Correlation is not causation. We might observe that two or more things are correlated; that is to say, they are frequently coincident or they occur at similar intervals to each other.

But this does not mean that a causal relationship exists between them. Sometimes two events are highly correlated, but have no direct causal link.

For example, let’s go back to our baseball example and consider two more events. Suppose “X” is hot dog vendors in Yankee Stadium selling a lot of hot dogs, and “Y” is the Goodyear blimp is spotted flying over New York City. And suppose that “X” and “Y” are shown statistically to be highly correlated, that is, they very often happen together.

Now, would any serious person be tempted to think that hot dog sales affect blimp flight patterns or vice versa? Of course not, so there is no causal link between these two events.

But they do share a common cause that explains their correlation: the baseball game schedule. So every phenomenon has a cause, but correlation and causation are not the same thing.

# Sometimes There Is No Causal Link or Common Causal Origin

Taking this line of thought one step further, sometimes there is no causal link between events and no common causal origin whatsoever. In other words, sometimes things just occur coincidentally, but they are in no way causally related, no matter how far back through the chains of independent causation you look.

Consider this webpage highlighting a book of more than a dozen “spurious correlations” or correlations without any conceivable causal link by Tyler Vigen. Vigen used best-fit statistical modeling tools to identify variables that appear to be following one another in lockstep, despite having absolutely nothing in common.

For example, the second graph on the webpage illustrates a 10-year trend line for the number of people who drown annually by falling into a swimming pool. This is contrasted with a trend line over the same period for the number of films Nicholas Cage appeared in.

Now, obviously any reasonable person can quickly conclude that the two events cannot possibly have any causal link to each other. And yet, there they are, side by side, with striking similarity.

But notice that Vigen had to get pretty creative with the scaling for such variables just to give the illusion of such likenesses. For example, you’ll see that on the pool drownings versus Nicholas Cage movie graph, the scale for drownings is between 80 and 140, while the scale for Nicholas Cage movies is between 0 and 6.

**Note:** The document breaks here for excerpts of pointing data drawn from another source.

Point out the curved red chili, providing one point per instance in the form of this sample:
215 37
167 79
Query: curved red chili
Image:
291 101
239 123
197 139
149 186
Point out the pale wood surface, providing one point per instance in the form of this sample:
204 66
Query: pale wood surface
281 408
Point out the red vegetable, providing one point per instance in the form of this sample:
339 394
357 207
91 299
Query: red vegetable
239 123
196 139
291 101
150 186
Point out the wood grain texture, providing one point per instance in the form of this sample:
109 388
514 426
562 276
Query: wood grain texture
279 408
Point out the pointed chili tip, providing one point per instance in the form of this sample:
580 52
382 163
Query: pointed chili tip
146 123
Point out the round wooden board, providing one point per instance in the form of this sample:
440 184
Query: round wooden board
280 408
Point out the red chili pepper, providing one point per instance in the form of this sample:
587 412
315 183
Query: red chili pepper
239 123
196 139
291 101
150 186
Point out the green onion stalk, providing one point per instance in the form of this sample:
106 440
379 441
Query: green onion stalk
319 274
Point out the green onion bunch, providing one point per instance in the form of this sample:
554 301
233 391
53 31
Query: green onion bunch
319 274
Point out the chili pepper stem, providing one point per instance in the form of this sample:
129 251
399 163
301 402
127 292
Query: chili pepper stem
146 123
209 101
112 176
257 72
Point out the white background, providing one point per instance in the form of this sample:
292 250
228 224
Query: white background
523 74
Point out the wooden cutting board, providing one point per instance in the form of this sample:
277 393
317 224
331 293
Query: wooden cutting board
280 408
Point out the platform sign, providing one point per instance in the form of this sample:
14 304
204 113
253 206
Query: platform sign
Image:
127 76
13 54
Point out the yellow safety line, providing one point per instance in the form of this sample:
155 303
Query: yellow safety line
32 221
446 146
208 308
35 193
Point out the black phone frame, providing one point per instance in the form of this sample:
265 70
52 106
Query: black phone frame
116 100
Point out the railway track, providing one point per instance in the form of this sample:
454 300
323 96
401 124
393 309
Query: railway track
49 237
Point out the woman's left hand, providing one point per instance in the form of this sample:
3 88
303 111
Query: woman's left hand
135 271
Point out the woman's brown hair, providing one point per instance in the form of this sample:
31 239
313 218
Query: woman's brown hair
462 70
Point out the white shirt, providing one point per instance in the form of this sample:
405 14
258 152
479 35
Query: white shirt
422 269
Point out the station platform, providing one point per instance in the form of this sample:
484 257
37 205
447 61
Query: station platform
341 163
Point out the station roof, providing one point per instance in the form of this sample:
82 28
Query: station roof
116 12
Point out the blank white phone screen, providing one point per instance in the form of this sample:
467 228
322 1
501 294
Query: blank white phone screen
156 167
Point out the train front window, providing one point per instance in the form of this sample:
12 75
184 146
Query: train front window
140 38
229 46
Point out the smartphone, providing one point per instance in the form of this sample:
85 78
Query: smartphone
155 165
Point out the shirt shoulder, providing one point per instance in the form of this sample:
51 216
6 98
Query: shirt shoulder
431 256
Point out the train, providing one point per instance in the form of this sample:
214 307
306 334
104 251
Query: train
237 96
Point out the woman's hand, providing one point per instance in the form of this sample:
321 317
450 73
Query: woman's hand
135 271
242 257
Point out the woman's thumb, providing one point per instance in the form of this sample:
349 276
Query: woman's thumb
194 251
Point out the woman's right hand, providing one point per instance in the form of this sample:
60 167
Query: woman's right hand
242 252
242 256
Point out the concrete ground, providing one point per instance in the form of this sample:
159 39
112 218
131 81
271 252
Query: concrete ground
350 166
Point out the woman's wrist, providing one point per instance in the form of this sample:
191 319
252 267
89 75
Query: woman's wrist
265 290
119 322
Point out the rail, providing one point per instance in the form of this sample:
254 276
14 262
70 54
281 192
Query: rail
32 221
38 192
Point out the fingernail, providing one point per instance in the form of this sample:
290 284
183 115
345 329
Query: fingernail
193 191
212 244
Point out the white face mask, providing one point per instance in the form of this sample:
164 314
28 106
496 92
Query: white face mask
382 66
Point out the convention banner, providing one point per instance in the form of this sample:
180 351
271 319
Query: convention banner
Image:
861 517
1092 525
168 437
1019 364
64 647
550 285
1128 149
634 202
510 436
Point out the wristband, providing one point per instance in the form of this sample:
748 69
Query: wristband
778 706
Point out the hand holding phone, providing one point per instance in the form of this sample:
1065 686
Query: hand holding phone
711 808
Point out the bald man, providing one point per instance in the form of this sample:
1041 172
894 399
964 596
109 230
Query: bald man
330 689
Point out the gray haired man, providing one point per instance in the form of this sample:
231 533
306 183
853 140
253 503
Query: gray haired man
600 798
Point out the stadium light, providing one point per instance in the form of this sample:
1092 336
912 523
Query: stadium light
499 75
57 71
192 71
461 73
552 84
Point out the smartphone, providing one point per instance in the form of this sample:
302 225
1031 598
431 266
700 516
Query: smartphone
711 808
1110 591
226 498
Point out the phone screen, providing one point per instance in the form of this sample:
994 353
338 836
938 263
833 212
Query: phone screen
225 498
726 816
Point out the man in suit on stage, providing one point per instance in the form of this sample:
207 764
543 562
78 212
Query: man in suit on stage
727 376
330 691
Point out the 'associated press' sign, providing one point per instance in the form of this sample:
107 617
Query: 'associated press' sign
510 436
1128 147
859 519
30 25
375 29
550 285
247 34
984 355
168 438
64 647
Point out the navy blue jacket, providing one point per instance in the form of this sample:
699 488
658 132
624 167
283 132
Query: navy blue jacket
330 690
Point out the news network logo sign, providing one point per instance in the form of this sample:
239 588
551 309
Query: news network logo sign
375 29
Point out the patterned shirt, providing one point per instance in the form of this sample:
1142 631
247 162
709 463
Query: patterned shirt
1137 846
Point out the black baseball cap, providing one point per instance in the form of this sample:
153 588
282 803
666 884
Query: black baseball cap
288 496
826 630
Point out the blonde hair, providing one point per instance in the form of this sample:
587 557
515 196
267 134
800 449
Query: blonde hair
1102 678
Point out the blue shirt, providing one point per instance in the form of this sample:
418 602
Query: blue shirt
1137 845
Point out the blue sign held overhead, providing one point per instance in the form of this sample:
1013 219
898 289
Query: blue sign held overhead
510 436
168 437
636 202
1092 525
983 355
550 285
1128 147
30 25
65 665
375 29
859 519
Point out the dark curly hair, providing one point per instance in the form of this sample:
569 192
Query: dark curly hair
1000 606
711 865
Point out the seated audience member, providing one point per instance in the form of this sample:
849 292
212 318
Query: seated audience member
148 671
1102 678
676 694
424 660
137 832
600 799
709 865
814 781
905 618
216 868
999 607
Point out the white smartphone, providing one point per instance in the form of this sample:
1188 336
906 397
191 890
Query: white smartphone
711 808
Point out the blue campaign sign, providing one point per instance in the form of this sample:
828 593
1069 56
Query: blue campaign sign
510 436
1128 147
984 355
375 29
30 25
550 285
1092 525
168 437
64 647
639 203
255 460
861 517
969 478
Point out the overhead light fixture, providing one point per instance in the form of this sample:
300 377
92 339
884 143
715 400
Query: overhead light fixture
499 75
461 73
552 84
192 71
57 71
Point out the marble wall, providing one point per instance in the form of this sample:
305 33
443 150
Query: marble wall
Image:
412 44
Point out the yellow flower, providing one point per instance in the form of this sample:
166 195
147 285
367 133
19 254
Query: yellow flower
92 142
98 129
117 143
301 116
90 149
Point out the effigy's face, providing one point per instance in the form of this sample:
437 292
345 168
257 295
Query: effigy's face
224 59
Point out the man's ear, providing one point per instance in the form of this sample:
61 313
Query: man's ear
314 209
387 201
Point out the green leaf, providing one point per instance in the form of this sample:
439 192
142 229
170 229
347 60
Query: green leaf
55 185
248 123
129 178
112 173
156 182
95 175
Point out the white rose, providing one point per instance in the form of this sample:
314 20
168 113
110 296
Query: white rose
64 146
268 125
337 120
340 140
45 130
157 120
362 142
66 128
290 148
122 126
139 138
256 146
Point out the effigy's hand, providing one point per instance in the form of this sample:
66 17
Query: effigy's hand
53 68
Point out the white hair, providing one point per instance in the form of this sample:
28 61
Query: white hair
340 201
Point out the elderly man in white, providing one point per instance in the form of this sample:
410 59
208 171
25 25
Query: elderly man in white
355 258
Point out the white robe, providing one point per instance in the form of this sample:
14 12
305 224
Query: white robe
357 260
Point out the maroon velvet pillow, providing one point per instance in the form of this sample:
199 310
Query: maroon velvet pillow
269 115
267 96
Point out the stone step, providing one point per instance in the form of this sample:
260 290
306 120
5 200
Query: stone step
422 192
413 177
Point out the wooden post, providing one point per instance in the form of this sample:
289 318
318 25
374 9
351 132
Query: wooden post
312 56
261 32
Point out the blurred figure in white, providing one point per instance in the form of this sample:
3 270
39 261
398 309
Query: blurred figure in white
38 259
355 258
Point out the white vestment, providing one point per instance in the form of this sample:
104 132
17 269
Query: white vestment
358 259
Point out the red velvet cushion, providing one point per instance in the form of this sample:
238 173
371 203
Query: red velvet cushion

So upon closer examination, we see that this is a cherry-picking of scales to achieve the desired effect. If both scales originated at 0, these two trend lines would scarcely bear the same resemblance.

But it seems we are nonetheless compelled to want to infer causality in the world around us, whether or not such inferences are appropriate. When we perform a good luck ritual such as rubbing a lucky rabbit’s foot and then subsequently experience success or prosperity, we assume that our actions had some effect on the workings of the universe, despite clear scientific evidence to the contrary.

# It Is Far Easier to Make Sense of the World When We Assume Causality

But it is far easier to make sense of the world when we assume such causality. The idea that things could be inexplicably or even counterintuitively correlated is unsettling, because it leaves us without the comfort of having confidence in our own sense of awareness and foresight. After all, if people are dying in swimming pools at more or less the same rate that Nicholas Cage is making movies, with no explanation whatsoever, then how are we supposed to make sense of anything?

But we shouldn’t throw our hands up in exasperation. There are tools of statistical analysis that allow us to parse correlation from caution.

For example, in SOCI332 Statistics for Social Science, our university’s students learn linear regression modeling. That is an advanced method that can, under certain circumstances, identify whether a causal (and not just coincidental) relationship exists between two or more variables.

These tools are critical to our efforts to avoid self-deception. We must take the time to ensure that we are not fooling ourselves when we seek to truly understand the world.